Sure, just take on less patients. That makes sense. No need to give 3 shakes about the under-served. What a myopic worldview.
I'm a family medicine resident. When I'm done, I plan on working in a community health center. It is pretty much a guarantee that I'll be working with the underserved in some capacity for the next few years, and, hopefully, for the rest of my career.
I don't know if I could work in an outpatient clinic if it meant seeing patients for 65 hours a week, to be honest. 65 hours a week is 5 days a week, 13 hours a day. I guess I could do it if I had a PA to see all non-urgent sick visits (colds, splinters, coughs, etc.), as well as to do paperwork (physical exam forms, drivers license physicals, FMLA forms, prior authorizations). Also, if I were in a clinic where I were allowed to refuse to see any drug seekers that argued, threatened, or became violent, as well as any patient who pulled out the "lawsuit" word as a threat. And, also, if charting were kept to a minimum. Then, in that case, maybe.

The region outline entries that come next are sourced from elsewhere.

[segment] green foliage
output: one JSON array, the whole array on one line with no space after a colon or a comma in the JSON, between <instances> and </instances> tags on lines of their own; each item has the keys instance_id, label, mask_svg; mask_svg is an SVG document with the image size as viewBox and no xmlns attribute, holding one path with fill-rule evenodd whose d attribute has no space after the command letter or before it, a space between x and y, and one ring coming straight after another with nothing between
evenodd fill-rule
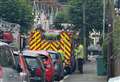
<instances>
[{"instance_id":1,"label":"green foliage","mask_svg":"<svg viewBox=\"0 0 120 82\"><path fill-rule=\"evenodd\" d=\"M120 17L115 17L114 31L113 31L113 53L120 54Z\"/></svg>"},{"instance_id":2,"label":"green foliage","mask_svg":"<svg viewBox=\"0 0 120 82\"><path fill-rule=\"evenodd\" d=\"M32 7L27 0L0 0L0 18L20 24L22 32L27 32L33 23Z\"/></svg>"},{"instance_id":3,"label":"green foliage","mask_svg":"<svg viewBox=\"0 0 120 82\"><path fill-rule=\"evenodd\" d=\"M101 31L103 20L103 3L102 0L69 0L67 6L58 14L59 22L68 22L75 25L74 30L79 30L83 26L83 3L86 1L86 27L87 31L92 28Z\"/></svg>"}]
</instances>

Otherwise, 65 hours a week of seeing patients, one every 15 minutes - all the arguing, paperwork, red tape, headaches....I think I'd burn out after 5 years or so. I mean, don't get me wrong, I actually like clinic and primary care....but not enough to do it all the time.
So I can't really blame people who want to work less or go part time. I figure that they have their reasons, and who am I to say if they're good reasons or not?